Construit comme un vaste puzzle constitué de courts chapitres au départ sans lien direct, Excesssion peut rapidement décontenancer le lecteur, perdu dans un récit qui ne distille ses explications qu’au compte-gouttes. Attendez-vous à revenir très souvent en arrière pour vérifier une information ou tout simplement le nom d’un vaisseau ou d’un personnage, tant ces derniers sont nombreux et parfois à peine esquissés. Rappelons qu’au sein de la Culture, humains, autres espèces intelligentes, mais également vaisseaux, IA et mentaux, sont traités comme des citoyens à part entière, disposant les mêmes droits, et contrairement à son habitude Iain Banks laisse ici largement place à ces intelligences artificielles, les humains ne jouant qu’un rôle très minoritaire.  L’auteur laisse ainsi se déployer son imagination débridée et son humour, toujours largement empreint de second degré, dans le nom des vaisseaux et des mentaux croisés au fil du récit : “Service couchettes”, “Attente de l’arrivée d’un nouvel amant”, “Baiseur de viande” ou bien encore “Descend les plus tard”, autant de noms plus ou moins sérieux pour des vaisseaux à la personnalité bien marquée, voire excentrique (terme utilisé dans la Culture pour dénommer les vaisseaux qui ont plus ou moins pris leur retraite et se sont démarqués du comportement traditionnel qui était attendu d’eux). Ainsi le dénommé Service couchettes, autrefois glorieux représentant de la classe des VSG (véhicule système général, vaisseaux gigantesques de plusieurs kilomètres de long), est un grand amateur de reconstitutions historiques, il transporte à son bord de nombreux humains qui ont décidé de se retirer du monde et que le vaisseau utilise comme figurants pour les besoins de ses scènes de bataille, qu’il compose comme des tableaux.
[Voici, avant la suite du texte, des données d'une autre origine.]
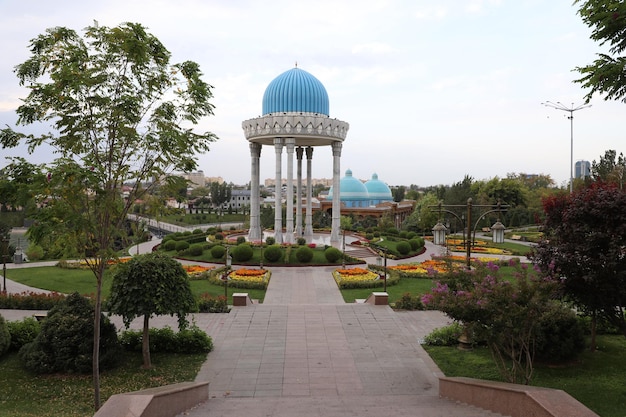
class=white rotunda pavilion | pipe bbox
[242,67,349,245]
Maniant l’ellipse comme jamais, ne s’accordant aucune facilité (la transcription des dialogues entre mentaux n’a rien d’une sinécure), adoptant un ton pince sans rire parfois déconcertant, Iain M. Banks épuise et malmène son lecteur, quitte à le perdre en route, mais il sait aussi le récompenser à la mesure de ses efforts ; les trois cents dernières pages sont tout simplement brillantes et foisonnantes d’idées. Lentement les pièces du puzzle s’assemblent et permettent enfin d’apercevoir les enjeux et les fins mécanismes qui régissent la Culture. Banks ne nous avait jusqu’à présent jamais emmenés observer les arcanes du pouvoir, ces cercles de mentaux qui, loin de la vaine agitation des humains, tirent les ficelles dans l’ombre, complotent et mettent au point des plans d’une rare subtilités. On osera pourtant soulever quelques limites, aussi brillante que puisse paraître cette construction, les lecteurs les plus affûtés auront bien avant la fin éventé la machination la plus évidente du roman. Rien de gênant tant l’exécution de ce jeu de dupes est brillamment intelligente.